In the 1990s and 2000s, MTV changed Indian pop forever through innovative programming and VJs who gained their own fandom. When did it stop experimenting?

- Arun Janardhan

THE AGE OF MT

It was 6 August 1999. On his birthday, Cyrus Sahukar set out for what would be his first day at work as a video jockey (VJ) for Music Television (MTV) India in Mumbai. What he did not anticipate was getting kidnapped.

A few rough-looking men carrying hockey sticks grabbed him as he stepped out of his Juhu hotel. He was shoved into a waiting van and whisked away. A few bystanders called the authorities and by the time the vehicle reached Mahim, it had been intercepted by the police.

What the police—and Sahukar—found out much later was that the “kidnapping” was a prank, played by Sahukar’s namesake and colleague-to-be Cyrus Broacha for the latter's nutty show Bakra.

Sahukar’s narration of the incident—and Broacha’s recollection of it—a quarter of a century later is as ridiculously wild as it sounds.
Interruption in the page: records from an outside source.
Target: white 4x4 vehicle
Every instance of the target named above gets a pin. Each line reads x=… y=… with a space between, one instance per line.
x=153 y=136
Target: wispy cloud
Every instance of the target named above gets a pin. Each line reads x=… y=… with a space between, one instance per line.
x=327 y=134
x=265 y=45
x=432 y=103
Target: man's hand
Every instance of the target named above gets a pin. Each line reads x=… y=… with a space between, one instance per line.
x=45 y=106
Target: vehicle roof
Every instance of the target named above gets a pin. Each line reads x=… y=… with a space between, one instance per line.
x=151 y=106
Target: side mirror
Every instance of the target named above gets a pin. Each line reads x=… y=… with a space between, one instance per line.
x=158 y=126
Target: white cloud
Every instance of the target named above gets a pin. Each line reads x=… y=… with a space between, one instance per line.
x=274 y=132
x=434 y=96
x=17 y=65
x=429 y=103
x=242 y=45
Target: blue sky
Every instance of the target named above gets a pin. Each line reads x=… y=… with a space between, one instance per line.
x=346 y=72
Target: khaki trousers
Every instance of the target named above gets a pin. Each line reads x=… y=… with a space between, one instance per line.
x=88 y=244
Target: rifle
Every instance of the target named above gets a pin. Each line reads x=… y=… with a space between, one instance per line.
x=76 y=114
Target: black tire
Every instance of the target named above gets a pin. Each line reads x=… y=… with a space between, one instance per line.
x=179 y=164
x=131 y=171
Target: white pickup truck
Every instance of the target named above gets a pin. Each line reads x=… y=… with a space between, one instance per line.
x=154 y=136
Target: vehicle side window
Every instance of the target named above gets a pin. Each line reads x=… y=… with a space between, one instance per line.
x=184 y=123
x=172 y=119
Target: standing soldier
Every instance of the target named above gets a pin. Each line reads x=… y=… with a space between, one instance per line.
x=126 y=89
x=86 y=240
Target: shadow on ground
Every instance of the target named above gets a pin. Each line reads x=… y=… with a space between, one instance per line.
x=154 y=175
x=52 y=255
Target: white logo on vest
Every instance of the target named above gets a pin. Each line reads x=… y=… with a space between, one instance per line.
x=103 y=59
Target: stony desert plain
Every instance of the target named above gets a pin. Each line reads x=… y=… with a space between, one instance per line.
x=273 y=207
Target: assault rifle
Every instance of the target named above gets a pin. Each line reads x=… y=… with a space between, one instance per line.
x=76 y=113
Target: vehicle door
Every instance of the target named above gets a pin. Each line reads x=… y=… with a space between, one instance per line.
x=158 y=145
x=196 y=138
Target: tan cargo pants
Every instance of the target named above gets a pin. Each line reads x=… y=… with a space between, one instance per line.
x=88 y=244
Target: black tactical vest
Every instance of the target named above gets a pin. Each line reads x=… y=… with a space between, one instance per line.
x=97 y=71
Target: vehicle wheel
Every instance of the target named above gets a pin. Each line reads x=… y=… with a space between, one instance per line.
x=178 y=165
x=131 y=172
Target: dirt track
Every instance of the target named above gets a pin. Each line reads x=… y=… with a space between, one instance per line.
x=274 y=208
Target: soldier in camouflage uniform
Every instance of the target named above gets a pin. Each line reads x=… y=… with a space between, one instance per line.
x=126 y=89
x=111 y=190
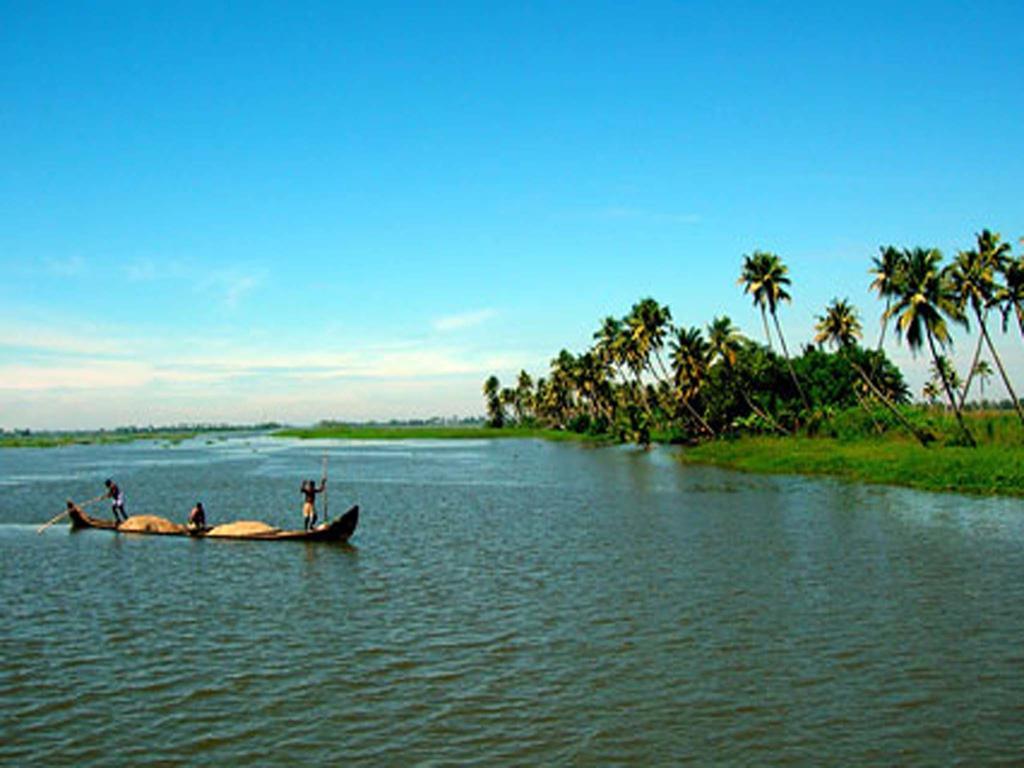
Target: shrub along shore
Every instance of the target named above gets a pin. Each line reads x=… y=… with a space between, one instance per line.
x=995 y=467
x=985 y=470
x=833 y=404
It also sums up, in one of many examples, the maverick nature of MTV India’s workings in the late 1990s and early 2000s when it, along with rival Channel [V], dominated cable television time, created trends, turned kids-next-door into VJ stars, gave life to independent music and provided unimaginable freedom to imagination and creativity.

MTV announced last month that it will close five channels in the UK by the end of this year after nearly 40 years (Channel [V] shut down eight years ago). Similar measures are expected in other regions, including Asia. Paramount, the movie studio giant which owns MTV among other channels, merged with media company Skydance in an $8-billion deal in August. The closure move comes as the merged company’s leaders seek to cut costs and as a consequence of how music is consumed now—on YouTube and streaming devices—rather than on television.